NAME

Scrappy - All Powerful Web Spidering, Scrapering, Crawling Framework

VERSION

version 0.9111110

SYNOPSIS

#!/usr/bin/perl
use Scrappy;

my  $scraper = Scrappy->new;
    $scraper->crawl('search.cpan.org',
        '/recent' => {
            '#cpansearch li a' => sub {
                print $_[1]->{href}, "\n";
            }
        }
    );

DESCRIPTION

Scrappy is an easy (and hopefully fun) way of scraping, spidering, and/or harvesting information from web pages, web services, and more.
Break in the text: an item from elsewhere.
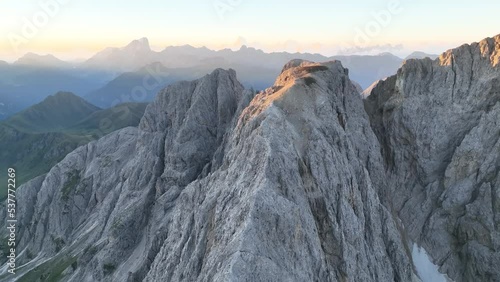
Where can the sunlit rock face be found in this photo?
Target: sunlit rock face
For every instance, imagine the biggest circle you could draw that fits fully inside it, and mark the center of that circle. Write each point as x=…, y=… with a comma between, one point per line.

Scrappy is a feature rich, flexible, intelligent web automation tool.

Scrappy (pronounced Scrap+Pee) == 'Scraper Happy' or 'Happy Scraper'; If you like you may call it Scrapy (pronounced Scrape+Pee) although Python has a web scraping framework by that name and this module is not a port of that one.

METHODS

crawl

The crawl method is very useful when it is desired to crawl an entire website or at-least partially, it automates the tasks of creating a queue, fetching and parsing html pages, and establishing simple flow-control. See the SYNOPSIS for a simplified example, ... the following is a more complex example.

my  $scrappy = Scrappy->new;

$scrappy->crawl('http://search.cpan.org/recent',
    '/recent' => {
        
        '#cpansearch li a' => sub {
            my ($self, $item) = @_;
            # follow all recent modules from search.cpan.org
            $self->queue->add($item->{href});
        }
        
    },
    '/~:author/:name-:version/' => {
        
        'body' => sub {
            my ($self, $item, $args) = @_;
            
            my $reviews = $self
            ->select('.box table tr')->focus(3)->select('td.cell small a')
            ->data->[0]->{text};
            
            $reviews = $reviews =~ /\d+ Reviews/ ?
                $reviews : '0 reviews';
            
            print "found $args->{name} version $args->{version} ".
                "[$reviews] by $args->{author}\n";
            
        }
        
    }
);

AUTHOR

Al Newkirk <awncorp@cpan.org>

COPYRIGHT AND LICENSE

This software is copyright (c) 2010 by awncorp.

This is free software; you can redistribute it and/or modify it under the same terms as the Perl 5 programming language system itself.